La madre abrió los brazos.

La sangre tomó forma. Espadas, lanzas, cadenas, látigos… todas las armas concebidas por la mente de la soberana de lo carmesí flotaban a su alrededor. La tormenta palpitaba, viva, alimentada por la rabia.

La tortuga disparó su rayo negro.

Raphaeline avanzó.

Los torrentes de sangre se entrelazaron, formando un escudo viviente. El impacto del rayo fue colosal, pero el escudo lo absorbió todo, desviando la energía en arcos que estallaron por el cielo. El destello iluminó la noche como si fuera de día.

En medio de la luz, Raphaeline emergió.

Sus pies tocaron la armadura de la criatura. Las armas carmesíes cayeron como una lluvia, perforando las púas negras, haciéndolas pedazos. Cada impacto arrancaba esquirlas que explotaban por todas partes.

La madre rio. No con alegría, sino con puro desprecio.

—¿Eso es todo? Te atreviste a herir a mi hija… ¿y me presentas esto como resistencia?

Su puño descendió de nuevo.

La armadura, indestructible para Ada, se agrietó bajo el impacto. Gritos agonizantes resonaron desde la criatura.

Raphaeline no se detuvo.

La sangre que brotaba de las grietas fue sometida a su control, convirtiéndose en cuchillas afiladas dentro de la propia carne del monstruo. Era como si su cuerpo fuera una prisión rebelde que se volvía contra sí misma.

La tortuga luchaba, aullando, pero Raphaeline no hizo más que aumentar la presión.

—Siente el dolor —resonó su voz, baja y firme—. El dolor que te atreviste a causarle a mi hija.

Extendió la mano y la sangre comenzó a constreñirse. El monstruo gritó, y su pata delantera explotó en una masa carmesí, arrancada por la fuerza.

Ada observaba, incapaz de apartar la mirada. Había algo divino y aterrador en ello. Su madre no solo estaba luchando. Estaba castigando.

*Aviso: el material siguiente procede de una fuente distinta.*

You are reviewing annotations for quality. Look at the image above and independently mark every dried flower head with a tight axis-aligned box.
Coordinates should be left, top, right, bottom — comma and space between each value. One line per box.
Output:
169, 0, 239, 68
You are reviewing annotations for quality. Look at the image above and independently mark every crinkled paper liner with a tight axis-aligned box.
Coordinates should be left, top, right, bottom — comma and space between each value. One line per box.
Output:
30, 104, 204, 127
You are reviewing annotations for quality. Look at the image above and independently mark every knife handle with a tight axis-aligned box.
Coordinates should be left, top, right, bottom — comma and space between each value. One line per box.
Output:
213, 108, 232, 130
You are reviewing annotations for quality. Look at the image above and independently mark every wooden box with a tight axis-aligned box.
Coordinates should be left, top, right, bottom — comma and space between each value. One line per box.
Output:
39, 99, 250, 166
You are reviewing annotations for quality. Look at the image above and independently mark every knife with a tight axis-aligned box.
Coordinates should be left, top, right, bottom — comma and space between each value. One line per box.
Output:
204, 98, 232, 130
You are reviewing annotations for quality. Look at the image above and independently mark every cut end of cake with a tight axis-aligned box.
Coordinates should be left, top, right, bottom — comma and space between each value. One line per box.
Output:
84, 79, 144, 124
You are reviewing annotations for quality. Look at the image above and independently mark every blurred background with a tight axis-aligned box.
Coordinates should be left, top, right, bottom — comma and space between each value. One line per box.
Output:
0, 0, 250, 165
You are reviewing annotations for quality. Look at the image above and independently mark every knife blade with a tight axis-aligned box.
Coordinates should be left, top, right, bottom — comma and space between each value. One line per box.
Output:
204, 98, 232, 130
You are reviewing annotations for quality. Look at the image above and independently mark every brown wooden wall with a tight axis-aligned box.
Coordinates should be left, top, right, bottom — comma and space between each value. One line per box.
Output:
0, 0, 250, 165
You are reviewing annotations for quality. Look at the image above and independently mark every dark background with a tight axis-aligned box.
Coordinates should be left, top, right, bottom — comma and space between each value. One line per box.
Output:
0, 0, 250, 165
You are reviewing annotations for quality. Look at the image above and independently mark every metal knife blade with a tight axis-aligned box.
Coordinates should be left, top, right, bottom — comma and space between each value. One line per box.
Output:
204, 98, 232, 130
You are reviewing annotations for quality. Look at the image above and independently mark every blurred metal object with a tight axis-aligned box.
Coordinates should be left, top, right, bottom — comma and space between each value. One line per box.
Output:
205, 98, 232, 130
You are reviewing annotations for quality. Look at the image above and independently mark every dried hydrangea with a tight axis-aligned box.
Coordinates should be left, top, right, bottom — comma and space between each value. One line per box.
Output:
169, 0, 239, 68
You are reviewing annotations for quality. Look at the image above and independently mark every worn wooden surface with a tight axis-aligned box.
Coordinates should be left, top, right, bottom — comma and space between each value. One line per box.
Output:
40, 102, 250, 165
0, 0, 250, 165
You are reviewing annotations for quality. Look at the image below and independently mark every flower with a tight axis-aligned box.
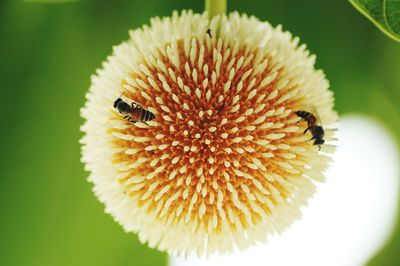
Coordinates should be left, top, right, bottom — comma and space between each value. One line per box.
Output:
81, 11, 337, 255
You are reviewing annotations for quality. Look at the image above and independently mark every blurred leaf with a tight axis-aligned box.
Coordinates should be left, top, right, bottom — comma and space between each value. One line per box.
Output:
349, 0, 400, 42
23, 0, 79, 4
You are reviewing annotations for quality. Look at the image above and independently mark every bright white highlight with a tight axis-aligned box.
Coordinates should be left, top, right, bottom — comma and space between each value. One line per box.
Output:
170, 117, 399, 266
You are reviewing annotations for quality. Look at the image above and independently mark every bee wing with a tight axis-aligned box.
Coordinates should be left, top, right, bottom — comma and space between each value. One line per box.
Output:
301, 105, 322, 126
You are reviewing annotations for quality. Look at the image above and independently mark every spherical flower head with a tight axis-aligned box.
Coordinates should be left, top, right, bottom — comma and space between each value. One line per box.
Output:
81, 11, 337, 255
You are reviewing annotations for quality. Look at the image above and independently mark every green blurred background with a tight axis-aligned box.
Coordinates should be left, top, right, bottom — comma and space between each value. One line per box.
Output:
0, 0, 400, 266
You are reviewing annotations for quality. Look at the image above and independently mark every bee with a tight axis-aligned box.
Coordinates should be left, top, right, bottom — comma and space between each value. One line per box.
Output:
114, 97, 155, 123
295, 111, 325, 150
206, 29, 212, 38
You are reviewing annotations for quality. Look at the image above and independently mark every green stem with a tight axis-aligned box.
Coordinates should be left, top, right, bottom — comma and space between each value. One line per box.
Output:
206, 0, 228, 20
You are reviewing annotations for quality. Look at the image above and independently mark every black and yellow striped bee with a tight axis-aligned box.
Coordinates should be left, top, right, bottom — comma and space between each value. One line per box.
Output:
114, 98, 155, 123
295, 111, 325, 150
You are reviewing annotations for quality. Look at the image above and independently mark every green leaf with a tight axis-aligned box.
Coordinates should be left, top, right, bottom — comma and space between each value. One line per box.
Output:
349, 0, 400, 42
23, 0, 79, 4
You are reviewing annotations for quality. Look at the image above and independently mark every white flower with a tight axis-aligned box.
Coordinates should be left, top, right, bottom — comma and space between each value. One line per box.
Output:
81, 11, 337, 255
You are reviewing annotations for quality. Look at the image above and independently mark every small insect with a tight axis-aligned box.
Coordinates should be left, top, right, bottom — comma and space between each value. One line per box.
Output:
295, 111, 325, 150
114, 98, 155, 123
206, 29, 212, 38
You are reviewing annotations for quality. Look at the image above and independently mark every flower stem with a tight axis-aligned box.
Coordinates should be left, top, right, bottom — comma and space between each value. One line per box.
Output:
205, 0, 228, 19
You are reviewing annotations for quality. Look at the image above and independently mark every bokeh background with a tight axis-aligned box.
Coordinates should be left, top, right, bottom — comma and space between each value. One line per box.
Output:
0, 0, 400, 266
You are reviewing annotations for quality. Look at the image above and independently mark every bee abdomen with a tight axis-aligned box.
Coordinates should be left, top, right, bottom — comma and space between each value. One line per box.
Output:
140, 109, 155, 122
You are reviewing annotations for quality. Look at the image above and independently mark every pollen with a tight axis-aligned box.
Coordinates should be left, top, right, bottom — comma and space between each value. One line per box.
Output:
81, 11, 337, 255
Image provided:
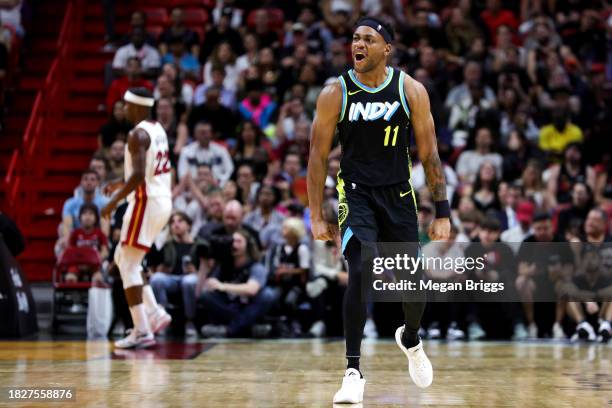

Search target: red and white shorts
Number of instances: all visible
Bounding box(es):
[121,186,172,251]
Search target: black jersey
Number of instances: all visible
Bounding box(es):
[338,67,410,186]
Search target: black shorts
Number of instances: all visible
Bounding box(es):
[337,177,419,252]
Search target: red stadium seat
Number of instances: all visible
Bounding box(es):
[183,8,208,27]
[170,0,215,9]
[147,25,164,40]
[247,8,285,30]
[144,7,168,26]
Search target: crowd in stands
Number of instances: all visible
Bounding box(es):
[58,0,612,340]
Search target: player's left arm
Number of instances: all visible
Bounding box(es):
[100,129,151,218]
[404,75,450,241]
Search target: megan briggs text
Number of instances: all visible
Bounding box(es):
[372,279,504,293]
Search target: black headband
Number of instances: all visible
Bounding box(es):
[355,17,393,43]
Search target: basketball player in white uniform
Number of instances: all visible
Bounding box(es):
[101,88,172,348]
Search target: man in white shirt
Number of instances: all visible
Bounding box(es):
[178,121,234,186]
[500,200,535,253]
[113,27,161,77]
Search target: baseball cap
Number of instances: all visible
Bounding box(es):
[516,200,535,223]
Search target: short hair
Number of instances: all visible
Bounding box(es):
[480,217,502,232]
[283,217,306,241]
[533,211,552,224]
[81,169,100,181]
[129,86,153,98]
[79,203,100,226]
[170,211,193,228]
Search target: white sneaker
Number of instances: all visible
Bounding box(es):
[576,321,597,341]
[597,320,612,343]
[553,322,567,340]
[334,368,365,404]
[115,329,155,349]
[395,326,433,388]
[148,306,172,334]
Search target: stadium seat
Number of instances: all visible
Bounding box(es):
[247,8,285,30]
[144,7,168,26]
[183,8,208,27]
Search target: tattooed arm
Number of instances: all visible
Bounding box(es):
[404,75,450,240]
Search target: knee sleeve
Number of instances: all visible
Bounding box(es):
[115,245,145,289]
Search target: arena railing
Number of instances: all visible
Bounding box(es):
[4,0,84,228]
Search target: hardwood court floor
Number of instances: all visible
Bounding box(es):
[0,340,612,408]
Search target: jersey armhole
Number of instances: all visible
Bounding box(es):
[399,71,410,119]
[338,76,347,123]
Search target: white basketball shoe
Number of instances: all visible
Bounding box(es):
[395,326,433,388]
[147,306,172,334]
[334,368,365,404]
[115,329,155,349]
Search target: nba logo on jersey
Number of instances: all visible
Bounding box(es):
[349,101,400,122]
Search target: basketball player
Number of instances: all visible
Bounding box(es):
[308,17,450,403]
[101,88,172,348]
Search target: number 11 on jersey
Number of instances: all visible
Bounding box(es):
[385,126,399,146]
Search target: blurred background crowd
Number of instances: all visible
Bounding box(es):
[50,0,612,339]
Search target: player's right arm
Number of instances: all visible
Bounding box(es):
[307,82,342,241]
[100,129,151,218]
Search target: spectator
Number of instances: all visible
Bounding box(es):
[238,80,276,129]
[456,127,503,183]
[547,143,595,208]
[178,122,234,186]
[244,185,285,248]
[516,213,574,338]
[89,154,111,191]
[198,200,261,250]
[501,200,536,247]
[480,0,518,45]
[193,65,236,111]
[557,182,593,241]
[564,252,612,343]
[194,7,241,64]
[266,217,310,337]
[64,203,108,282]
[159,8,200,57]
[98,99,132,155]
[59,170,108,249]
[187,86,237,140]
[153,74,187,121]
[155,98,188,166]
[149,212,199,331]
[162,34,200,80]
[203,42,240,91]
[539,107,583,156]
[158,62,194,107]
[107,139,125,180]
[471,161,500,214]
[444,61,495,109]
[236,163,259,207]
[503,130,542,181]
[199,230,275,337]
[113,28,161,78]
[106,56,153,112]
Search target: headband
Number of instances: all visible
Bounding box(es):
[355,17,393,43]
[123,89,155,108]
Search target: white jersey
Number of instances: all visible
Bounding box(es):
[125,120,172,201]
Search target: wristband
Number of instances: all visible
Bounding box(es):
[434,200,450,218]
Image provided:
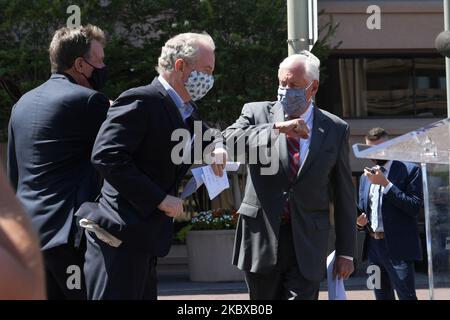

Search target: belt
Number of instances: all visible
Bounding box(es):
[369,232,384,240]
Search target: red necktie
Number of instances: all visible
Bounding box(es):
[281,137,300,222]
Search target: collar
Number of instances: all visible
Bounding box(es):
[284,100,314,125]
[50,72,78,84]
[158,75,184,108]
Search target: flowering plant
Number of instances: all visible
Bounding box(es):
[177,209,239,242]
[191,209,239,230]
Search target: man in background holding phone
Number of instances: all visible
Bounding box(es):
[356,128,423,300]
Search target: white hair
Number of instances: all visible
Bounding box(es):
[279,50,320,81]
[156,32,216,74]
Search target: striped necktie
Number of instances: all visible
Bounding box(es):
[281,136,300,222]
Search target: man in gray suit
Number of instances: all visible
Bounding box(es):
[224,51,356,300]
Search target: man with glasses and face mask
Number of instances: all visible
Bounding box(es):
[356,128,423,300]
[77,33,226,299]
[224,51,356,300]
[8,25,109,299]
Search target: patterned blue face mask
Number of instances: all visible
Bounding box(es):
[278,81,313,117]
[184,70,214,101]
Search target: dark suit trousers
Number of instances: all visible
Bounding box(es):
[367,237,417,300]
[245,224,320,300]
[84,231,157,300]
[42,244,86,300]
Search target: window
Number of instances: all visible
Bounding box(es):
[317,57,447,118]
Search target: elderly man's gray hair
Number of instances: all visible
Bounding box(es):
[156,33,215,74]
[280,50,320,81]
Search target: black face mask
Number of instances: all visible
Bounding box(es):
[372,159,387,167]
[82,60,108,91]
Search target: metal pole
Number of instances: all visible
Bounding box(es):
[287,0,309,55]
[444,0,450,117]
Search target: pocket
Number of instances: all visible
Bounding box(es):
[238,202,261,218]
[314,213,330,230]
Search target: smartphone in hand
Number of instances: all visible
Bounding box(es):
[364,167,377,174]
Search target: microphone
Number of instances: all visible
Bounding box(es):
[434,30,450,58]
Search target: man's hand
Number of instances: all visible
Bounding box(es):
[211,148,227,177]
[274,119,309,139]
[333,256,355,280]
[364,168,389,187]
[356,213,369,227]
[158,195,183,218]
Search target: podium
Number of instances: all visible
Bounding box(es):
[353,118,450,300]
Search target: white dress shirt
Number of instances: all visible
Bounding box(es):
[369,160,392,232]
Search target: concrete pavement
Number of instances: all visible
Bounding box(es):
[158,272,434,300]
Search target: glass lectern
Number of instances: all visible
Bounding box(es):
[353,118,450,300]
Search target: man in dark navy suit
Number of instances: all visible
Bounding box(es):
[357,128,422,300]
[8,25,109,299]
[77,33,226,300]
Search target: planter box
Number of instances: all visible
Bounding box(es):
[186,230,244,282]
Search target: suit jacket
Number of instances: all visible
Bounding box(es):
[77,78,207,256]
[7,74,109,250]
[359,161,423,260]
[225,102,356,281]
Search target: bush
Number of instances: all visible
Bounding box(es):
[176,209,239,242]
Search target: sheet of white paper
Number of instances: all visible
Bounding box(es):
[183,133,195,163]
[225,161,241,172]
[327,251,347,300]
[202,166,230,200]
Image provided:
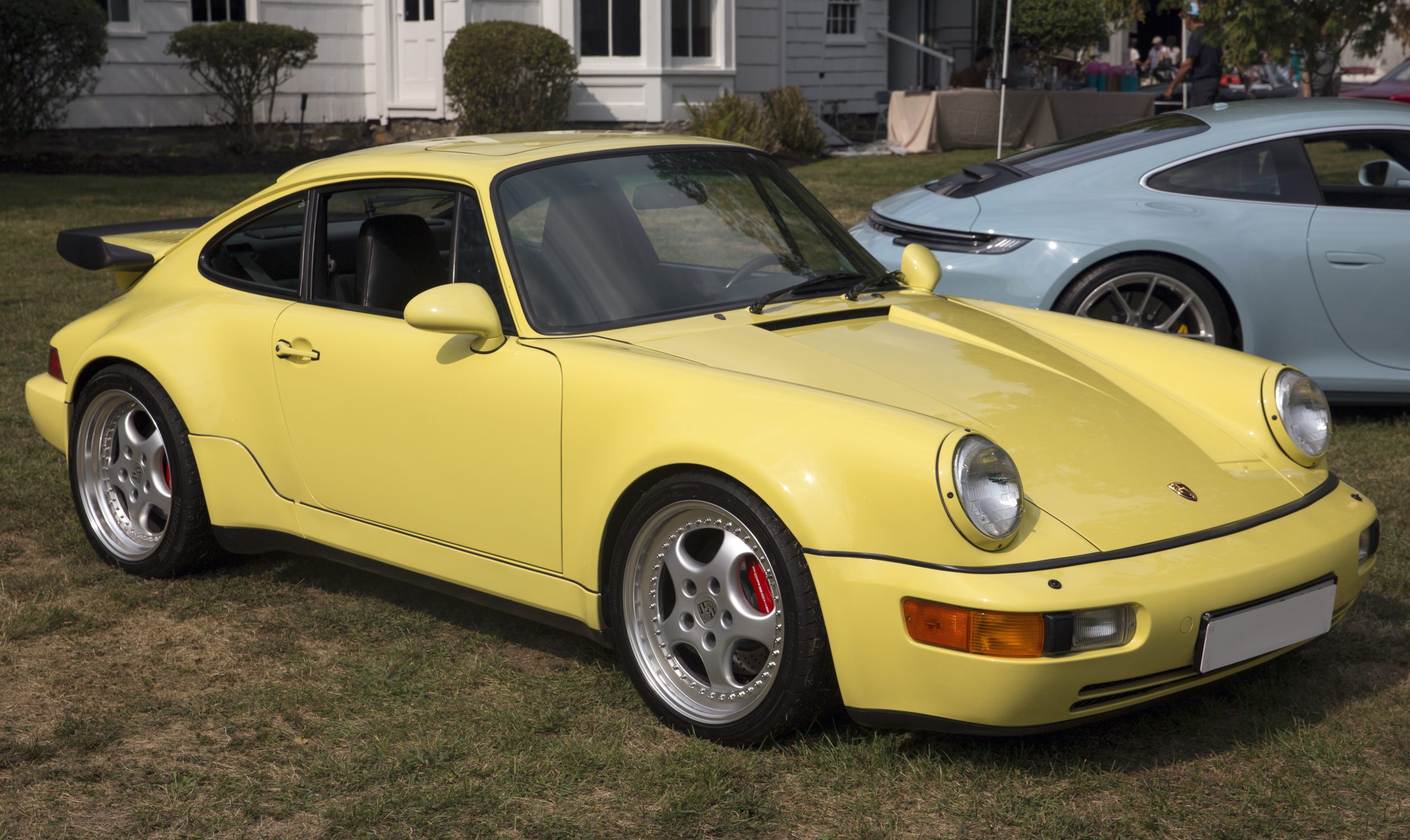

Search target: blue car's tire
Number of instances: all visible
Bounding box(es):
[1053,255,1239,348]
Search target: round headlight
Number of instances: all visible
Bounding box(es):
[1273,368,1331,458]
[955,434,1024,540]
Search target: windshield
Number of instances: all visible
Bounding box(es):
[498,149,884,334]
[1004,114,1210,175]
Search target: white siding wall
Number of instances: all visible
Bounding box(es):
[785,0,887,114]
[63,0,372,128]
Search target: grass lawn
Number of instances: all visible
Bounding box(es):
[0,151,1410,838]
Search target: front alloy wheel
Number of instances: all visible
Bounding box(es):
[609,474,835,743]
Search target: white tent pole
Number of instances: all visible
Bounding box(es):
[994,0,1014,161]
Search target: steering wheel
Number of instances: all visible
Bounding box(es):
[725,254,784,289]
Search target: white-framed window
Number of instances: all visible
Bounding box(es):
[191,0,247,24]
[823,0,866,41]
[671,0,715,58]
[578,0,642,56]
[97,0,133,24]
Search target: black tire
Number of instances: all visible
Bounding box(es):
[1053,255,1239,350]
[606,472,839,746]
[69,364,223,578]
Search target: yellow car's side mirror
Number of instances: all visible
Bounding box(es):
[402,283,505,344]
[901,242,941,295]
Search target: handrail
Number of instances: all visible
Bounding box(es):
[876,30,955,66]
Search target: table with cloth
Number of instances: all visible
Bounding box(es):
[887,88,1155,152]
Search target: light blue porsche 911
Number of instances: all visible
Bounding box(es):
[852,94,1410,403]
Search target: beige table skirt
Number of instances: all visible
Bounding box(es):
[887,89,1155,152]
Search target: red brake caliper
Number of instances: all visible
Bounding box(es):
[749,560,774,616]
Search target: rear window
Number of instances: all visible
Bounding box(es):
[1004,114,1210,175]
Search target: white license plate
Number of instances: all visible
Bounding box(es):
[1194,579,1337,674]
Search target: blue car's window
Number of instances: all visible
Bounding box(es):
[1146,138,1317,204]
[498,149,884,333]
[1004,114,1210,175]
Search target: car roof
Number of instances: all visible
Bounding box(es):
[268,131,750,185]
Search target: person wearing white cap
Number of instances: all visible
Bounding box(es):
[1165,0,1224,107]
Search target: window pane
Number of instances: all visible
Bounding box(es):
[612,0,642,55]
[1148,141,1317,204]
[671,0,691,56]
[691,0,711,56]
[499,152,881,331]
[206,197,305,295]
[454,193,513,333]
[313,186,455,311]
[578,0,609,55]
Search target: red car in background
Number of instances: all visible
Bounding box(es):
[1342,61,1410,101]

Raphaeline agarró otra sección de la armadura y, con un simple giro de muñeca, arrancó placas enteras, dejando al descubierto la carne viva.

La sangre hirvió, convirtiéndose en afiladas púas que atravesaban el cuerpo del monstruo desde dentro. Cada movimiento suyo iba acompañado de explosiones carmesíes. Cada gesto, una mutilación.

La tortuga intentó contraatacar, disparando más proyectiles de cristal, pero Raphaeline se limitó a levantar la mano, y las propias lanzas se volvieron contra su dueño, invirtiéndose en el aire y perforando los ojos de la criatura.

El rugido de dolor fue ensordecedor.

—Llora —murmuró Raphaeline, con los ojos brillantes—. Gime. Porque no hay infierno peor que el que voy a mostrarte.

El desierto entero pareció temblar bajo su ira. Las dunas se levantaban y se desmoronaban. Las nubes en lo alto se tiñeron de rojo, como si el cielo respondiera a la masacre.

Raphaeline alzó ambas manos y, de cada cadáver en el campo de batalla, de cada gota olvidada en la arena, la sangre fue convocada. Un océano carmesí se formó, arremolinándose a su alrededor.

Con un movimiento brusco, hizo que el mar se estrellara contra la tortuga.

El monstruo fue engullido.

Dentro del océano de sangre, aparecieron púas desde todas las direcciones, perforando, desgarrando, aplastando. Cada impacto iba acompañado de un rugido ahogado. La armadura se agrietó, las púas se hicieron añicos.

Y Raphaeline se limitó a observar, erguida, implacable.

—Te atreviste… —repitió, con su voz resonando por todo el campo de batalla—. A tocar a mi niña.

Con un último gesto, cerró la mano en un puño.

El océano se comprimió en una esfera inmensa, atrapando a la tortuga en su interior. Los gritos se ahogaron. La sangre hirvió, aplastando y desgarrando al mismo tiempo.

Cuando la esfera se hizo añicos, el monstruo cayó de nuevo al suelo. Su cuerpo era una masa de carne destrozada, su armadura hecha jirones, y la sangre fluía en ríos.

Aún respiraba, pero a duras penas. El desierto estaba en silencio, roto solo por el jadeo de la criatura.

Raphaeline lo miró fijamente como si contemplara a un insecto.

Su cuerpo aún temblaba de furia. Su mirada no contenía piedad, solo una promesa.

—Esto es solo el principio —dijo ella, con voz gélida—. Todavía no he terminado contigo.